The U.S. Department of Housing and Urban Development is investigating why the District's housing department awarded a $3.5-million contract without competitive bidding to finance the renovation of a Northeast Washington office building for its own use.

Federal officials said the money, part of the federal community development grant funds that the city receives each year, can be used for government office space, but they are questioning the awarding of the construction contract for the renovation without competitive bidding.

"We're asking for all the details to determine whether they followed the [federal] procurement procedures," which call for taking competitive bids before awarding most contracts above $10,000, said James Fletcher, HUD's director of community planning and development.

The Leapley Construction Co., an Edgewater, Md., firm, was hired to do the construction work on the three-story brick warehouse at 21 M St. NE. City housing director Robert L. Moore said the construction contract was not put out for bids to save time so the contractor could work with the architect, Robert J. Nash and Associate, in the preparation of drawings for the renovation.

Last year, when housing officials faced a doubling of rent at their downtown offices and the need for new offices quickly, they decided to use some of the community development money as part of an unusual and complicated arrangement to obtain new office space.

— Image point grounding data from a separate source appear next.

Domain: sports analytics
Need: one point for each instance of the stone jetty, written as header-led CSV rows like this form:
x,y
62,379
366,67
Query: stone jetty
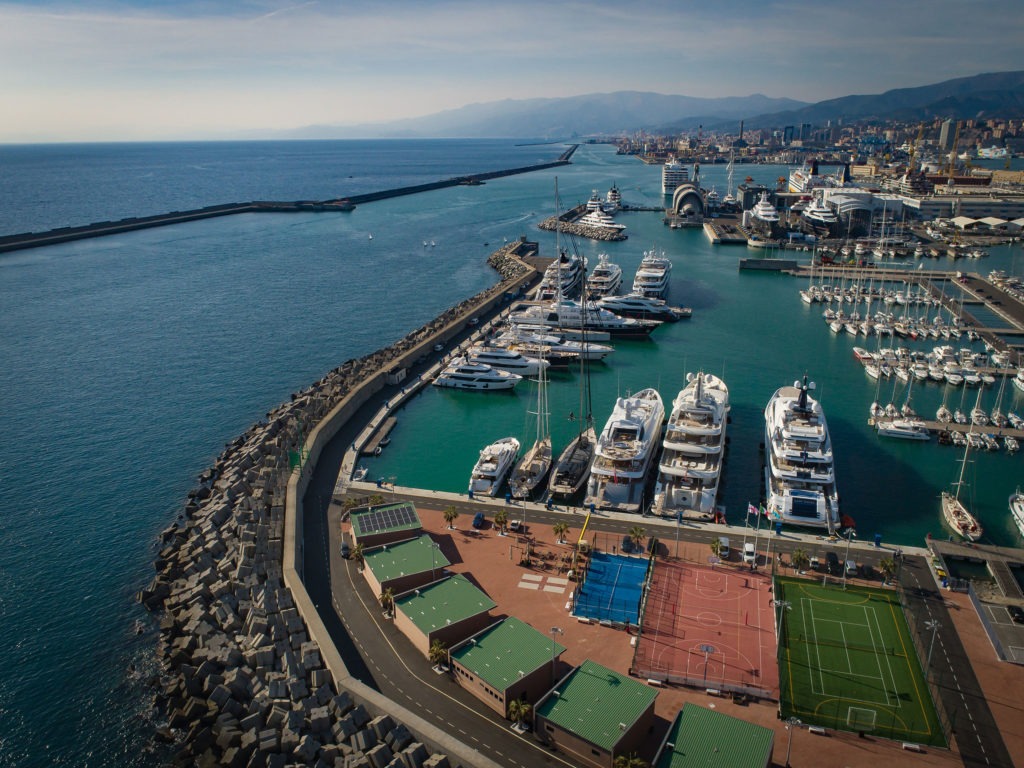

"It [the new building] will reduce a tremendous amount of expenses," Moore said. "If we stayed here [at 1325 G St. NW] the money [spent for renovating the building] would be sucked up into rent payments at a time when our community development funds are going down." he said.

Since federal and not city dollars were used for the renovation, the housing department told neither the City Council nor the congressional appropriations committees which oversee the city's buget about the office building.

"It takes a very long time" to go through the city's budget procedure, Moore said in explaining why the shortcut was used. "And Congress has come down on whether it's cost efficient to build another government office building. I think this makes eminently good sense."

"I think it is an innovative approach," said D.C. Mayor Marion Barry, applauding the department for helping the city reduce the cost of the office space it rents.

City Council Chairman Arrington Dixon said the council would ask for details about the project. "There seems to be some rationale for it," Dixon said, but added, "I would be concerned about such an undertaking without some councilmanic review."

In September 1979, when the department first heard that the rent on its privately owned office space at 1325 G might increase, Moore said he decided it was a good time to finally combine his fragmented department of 1,200 employes that is now scattered in six different locations around the city under one roof at the converted warehouse. The warehouse is in the midst of a dreary area off North Capitol Street, in an area devoid of stores and restaurants.

The Redevelopment Land Agency, the city's urban renewal agency and an independent arm of the house department, sold the warehouse for $100,000 to the D.C. Development Corporation (DCDC), a quasipublic agency that is also an arm of the housing department, Moore said.

The housing department then loaned DCDC $3.5 million in community development funds to convert the three-story brick warehouse into office space that the department and DCDC hope to occupy by March, Moore said.

DCDC secured the mortgage on the building last June with Walker and Dunlop, a mortgage banking firm, at a 13.5 percent interest rate. Moore said Walker and Dunlop was also paid $37,000 to guarantee that the interest rate would not increase.

When the housing department and DCDC occupy the building, DCDC will pay back the community development funds, Moore said, and then they will be used for more traditional development projects.

The housing department usually spends federal community development funds to fix up public housing projects, for making loans to low- and moderate-income tenants to purchase their apartment buildings and avoid displacement, or for helping poorer families buy their first home. The department can use up to 20 percent of the funds for office space.

The department now pays $925,696 to rent space on G Street, and nearly $100,000 more to rent space in other buildings, brining the department's annual rent bill to more than $1 million, according to the city's Department of General Services, which leases all space used by city offices.

Prior to September, the department also rented offices at 1341 G St. NW, but moved out and doubled up in other space to save nearly $390,000 a year when the rent went up, Moore said.

When 21 M Street is completed, the city will pay an annual rent of $892,941, plus an estimated $350,000 to $385,000 a year for utilities, for a total of $1.2 million.

Moore also justified the new building by saying that after the mortgage is paid off in 10 years, it would become the property of the city government.

DCDC, which currently rents at 1420 New York Ave. NW, will technically charge itself $58,958 in rent at the new building.

Michael Crescenzo, executive director of a community organization that helps tenants buy their apartment buildings, praised the department's move to one-stop shopping.

"If they were all in one place, it would be easier for us to deal with," he said, explaining that he and his staff must now visit housing offices in four different locations to obtain all the approvals needed in a tenant conversion.

But some city employes, particularly those located in the G Street office, are complaining that the move will take them away from downtown, the Metro subway and good transportation. Because of the dearth of public services near the 21 M St. address, the new building will contain a cafeteria and parking lot for 150 cars.

Moore said the department will purchase no new furniture for the building. "It will be well done but spartan," he said.

The budget for the building includes a $35,123 profit for DCDC.